An Introduction to Engaging Community
2021-08-11 • Liz Kramer
Spring 2021 online seminar taught by Liz Kramer, associate director of the Office for Socially Engaged Practice
In spring 2021, 11 students spent half the semester exploring the skills, techniques, and tactics of community engagement, starting with the most fundamental unit of engagement: a relationship. During the seven-week class Engaging Community: Understanding the Basics, the students built relationships with each other, practiced concepts of engagement and collaboration through workshops, and developed roadmaps to follow into their next steps in their own work after the class.
The course, taught by Liz Kramer, the associate director of the Office for Socially Engaged Practice, builds on the workshops the office has offered for many years to students enrolled in studios and seminars, as well as to student organizations and community partners. Throughout the class, students were given opportunities to interact with each other, and put themselves in scenarios where they would have to think through how to engage with each other and with complex topics.
The student enrollment included undergraduates and graduates from their first year to their final year. While most students were enrolled in the Sam Fox School, a handful of students from engineering, public health, and social sciences disciplines also joined the class.
“The diverse identities, ages, disciplinary backgrounds, and experiences of the cohort brought richness to our class discussion and to the workshop activities,” said Kramer. “I particularly enjoyed seeing the students learn from each other. While everyone in the class was interested in some kind of creative practice, it was clear from the first day that everyone had something to learn from everyone else.”
In order to support this learning from and with each other, one assignment of the course was to complete one-on-one conversations with other students. Topics covered in class served as initial conversation prompts, but each student pair had latitude to explore topics relevant to them. Following each conversation, students reflected on their conversations through writing, drawing, or sketching.

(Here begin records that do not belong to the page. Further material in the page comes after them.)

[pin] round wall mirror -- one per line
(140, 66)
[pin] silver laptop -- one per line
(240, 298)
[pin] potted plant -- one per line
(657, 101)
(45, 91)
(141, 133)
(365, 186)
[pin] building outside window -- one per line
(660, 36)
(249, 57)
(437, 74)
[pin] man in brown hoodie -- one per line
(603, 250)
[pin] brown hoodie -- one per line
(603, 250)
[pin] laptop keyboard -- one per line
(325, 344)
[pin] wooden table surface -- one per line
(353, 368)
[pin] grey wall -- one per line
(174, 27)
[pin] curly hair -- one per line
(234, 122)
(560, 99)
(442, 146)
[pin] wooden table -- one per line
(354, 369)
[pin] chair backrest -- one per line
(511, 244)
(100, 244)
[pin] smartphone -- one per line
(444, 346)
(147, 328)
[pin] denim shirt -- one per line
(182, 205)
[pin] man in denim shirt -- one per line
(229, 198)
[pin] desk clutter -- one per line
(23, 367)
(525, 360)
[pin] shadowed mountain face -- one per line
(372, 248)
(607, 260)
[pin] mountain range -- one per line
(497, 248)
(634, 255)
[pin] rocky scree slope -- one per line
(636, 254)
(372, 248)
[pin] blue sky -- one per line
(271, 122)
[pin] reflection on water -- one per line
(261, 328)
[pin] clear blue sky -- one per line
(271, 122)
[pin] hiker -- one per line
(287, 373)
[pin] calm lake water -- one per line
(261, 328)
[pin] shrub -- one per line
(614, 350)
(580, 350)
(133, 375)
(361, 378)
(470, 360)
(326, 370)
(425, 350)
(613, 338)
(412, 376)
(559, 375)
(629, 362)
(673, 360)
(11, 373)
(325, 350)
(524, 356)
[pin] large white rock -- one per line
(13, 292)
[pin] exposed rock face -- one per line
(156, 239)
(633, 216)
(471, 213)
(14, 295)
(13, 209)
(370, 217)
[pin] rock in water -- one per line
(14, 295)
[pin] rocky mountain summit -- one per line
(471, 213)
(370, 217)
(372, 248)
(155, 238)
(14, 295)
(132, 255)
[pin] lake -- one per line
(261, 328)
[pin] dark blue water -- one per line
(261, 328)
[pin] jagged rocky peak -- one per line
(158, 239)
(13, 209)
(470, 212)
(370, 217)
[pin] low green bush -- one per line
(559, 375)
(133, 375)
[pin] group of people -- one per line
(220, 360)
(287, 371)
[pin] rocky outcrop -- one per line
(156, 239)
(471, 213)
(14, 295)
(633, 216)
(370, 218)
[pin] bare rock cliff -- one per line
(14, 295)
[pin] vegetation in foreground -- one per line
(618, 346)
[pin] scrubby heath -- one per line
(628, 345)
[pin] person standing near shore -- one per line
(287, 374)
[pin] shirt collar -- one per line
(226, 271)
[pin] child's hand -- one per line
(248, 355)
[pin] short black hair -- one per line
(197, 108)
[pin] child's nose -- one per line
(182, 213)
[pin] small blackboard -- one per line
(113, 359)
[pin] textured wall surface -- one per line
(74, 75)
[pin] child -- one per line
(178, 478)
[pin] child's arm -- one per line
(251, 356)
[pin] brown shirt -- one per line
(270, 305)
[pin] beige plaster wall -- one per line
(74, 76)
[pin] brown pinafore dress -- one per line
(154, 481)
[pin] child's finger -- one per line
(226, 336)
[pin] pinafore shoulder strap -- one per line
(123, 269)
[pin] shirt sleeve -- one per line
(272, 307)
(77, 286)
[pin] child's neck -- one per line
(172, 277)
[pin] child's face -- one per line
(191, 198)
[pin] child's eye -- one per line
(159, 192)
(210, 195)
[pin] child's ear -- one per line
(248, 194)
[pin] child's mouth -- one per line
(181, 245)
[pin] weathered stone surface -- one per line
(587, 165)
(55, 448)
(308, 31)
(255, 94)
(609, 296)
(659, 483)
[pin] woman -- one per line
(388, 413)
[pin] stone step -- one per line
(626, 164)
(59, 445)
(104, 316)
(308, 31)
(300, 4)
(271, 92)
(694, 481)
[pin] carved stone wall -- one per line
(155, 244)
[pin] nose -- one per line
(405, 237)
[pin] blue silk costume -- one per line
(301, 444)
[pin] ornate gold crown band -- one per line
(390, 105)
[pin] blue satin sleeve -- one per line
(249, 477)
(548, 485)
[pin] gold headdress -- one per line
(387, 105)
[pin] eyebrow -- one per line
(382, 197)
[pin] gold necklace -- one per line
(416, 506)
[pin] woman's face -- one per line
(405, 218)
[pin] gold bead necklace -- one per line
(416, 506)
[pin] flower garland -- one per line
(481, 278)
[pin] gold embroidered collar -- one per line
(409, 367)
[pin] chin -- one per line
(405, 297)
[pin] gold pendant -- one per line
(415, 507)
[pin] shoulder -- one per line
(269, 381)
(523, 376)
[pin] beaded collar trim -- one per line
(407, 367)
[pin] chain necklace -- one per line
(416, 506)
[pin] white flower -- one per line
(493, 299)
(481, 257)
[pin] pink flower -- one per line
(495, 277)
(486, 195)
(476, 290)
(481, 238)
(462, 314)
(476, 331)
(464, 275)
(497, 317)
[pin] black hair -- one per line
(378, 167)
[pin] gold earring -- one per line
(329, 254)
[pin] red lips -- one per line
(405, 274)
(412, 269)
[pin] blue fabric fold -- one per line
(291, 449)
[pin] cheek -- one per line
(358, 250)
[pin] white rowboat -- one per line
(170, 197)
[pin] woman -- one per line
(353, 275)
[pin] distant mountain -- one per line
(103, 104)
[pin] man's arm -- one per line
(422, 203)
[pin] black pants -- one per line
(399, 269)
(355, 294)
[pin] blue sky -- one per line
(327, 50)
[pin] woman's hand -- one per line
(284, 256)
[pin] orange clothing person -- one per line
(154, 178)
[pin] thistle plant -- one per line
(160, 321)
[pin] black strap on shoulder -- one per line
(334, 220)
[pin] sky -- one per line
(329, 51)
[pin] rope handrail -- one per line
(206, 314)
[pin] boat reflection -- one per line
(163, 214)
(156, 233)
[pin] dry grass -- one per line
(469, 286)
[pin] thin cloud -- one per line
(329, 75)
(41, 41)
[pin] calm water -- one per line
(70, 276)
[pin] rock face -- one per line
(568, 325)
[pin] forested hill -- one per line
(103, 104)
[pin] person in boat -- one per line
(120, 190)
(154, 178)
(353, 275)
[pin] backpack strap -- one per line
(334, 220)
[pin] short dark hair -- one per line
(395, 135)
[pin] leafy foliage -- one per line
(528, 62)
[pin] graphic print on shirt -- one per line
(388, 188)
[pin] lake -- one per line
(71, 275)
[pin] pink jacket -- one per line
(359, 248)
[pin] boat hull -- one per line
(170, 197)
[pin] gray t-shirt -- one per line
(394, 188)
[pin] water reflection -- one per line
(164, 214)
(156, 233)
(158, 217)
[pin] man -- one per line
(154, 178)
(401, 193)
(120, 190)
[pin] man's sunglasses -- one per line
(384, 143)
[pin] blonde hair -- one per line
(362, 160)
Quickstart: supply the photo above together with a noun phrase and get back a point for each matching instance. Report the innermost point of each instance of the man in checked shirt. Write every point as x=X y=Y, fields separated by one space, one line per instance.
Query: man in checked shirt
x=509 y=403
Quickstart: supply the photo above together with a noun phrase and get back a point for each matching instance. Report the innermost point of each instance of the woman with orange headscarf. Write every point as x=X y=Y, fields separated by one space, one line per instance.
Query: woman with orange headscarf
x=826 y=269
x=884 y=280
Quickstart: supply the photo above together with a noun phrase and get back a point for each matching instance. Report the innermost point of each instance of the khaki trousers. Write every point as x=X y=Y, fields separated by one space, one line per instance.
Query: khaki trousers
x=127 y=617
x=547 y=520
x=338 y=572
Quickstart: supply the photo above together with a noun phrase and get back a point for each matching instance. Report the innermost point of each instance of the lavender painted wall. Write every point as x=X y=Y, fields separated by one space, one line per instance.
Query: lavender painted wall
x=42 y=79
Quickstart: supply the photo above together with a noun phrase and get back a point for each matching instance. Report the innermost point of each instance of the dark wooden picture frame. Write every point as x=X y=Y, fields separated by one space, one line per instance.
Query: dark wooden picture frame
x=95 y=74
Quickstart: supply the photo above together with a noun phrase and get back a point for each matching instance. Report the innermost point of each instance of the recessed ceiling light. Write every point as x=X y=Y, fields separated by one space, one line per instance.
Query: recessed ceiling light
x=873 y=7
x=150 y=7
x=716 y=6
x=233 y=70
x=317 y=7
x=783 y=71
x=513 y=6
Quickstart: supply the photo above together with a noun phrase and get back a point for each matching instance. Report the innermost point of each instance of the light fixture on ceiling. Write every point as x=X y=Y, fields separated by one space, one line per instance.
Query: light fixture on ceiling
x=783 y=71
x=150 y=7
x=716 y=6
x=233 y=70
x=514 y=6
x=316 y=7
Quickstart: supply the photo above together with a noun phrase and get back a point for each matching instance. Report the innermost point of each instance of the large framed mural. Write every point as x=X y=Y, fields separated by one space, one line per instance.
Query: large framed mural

“Looking at the students’ reflections, it was clear that the conversations showed not only how important it is to build personal relationships, but also how much we can learn about ourselves through other people,” Kramer said. “I wanted us to reflect on how, when we engage with communities—those we are part of, and those we are newly entering—we have as much to gain as the community does.”
Workshops during the class included power analysis, partnership development, and interdisciplinary translation. The course meetings occurred entirely online due to the COVID-19 pandemic, with most workshops involving small group work and visual documentation, utilizing tools like Miro and Google Docs.
To support students’ in their next steps, the final project for class was an open-ended prompt guiding students to create something that helped them demonstrate how they would pursue community-engaged or pro-social work going forward. Students manifested their reflections in a variety of different formats, from creating to-do lists for the next six months to a vision for their first post-graduation effort.
“While Engaging Community was a quick introduction to the concepts needed for successful engagement, I hope that it gave students a taste of what investing in engaged practice might look like in their future,” Kramer said. “As they go forward in their careers, education, and practice, these skills will prove valuable in so many situations.”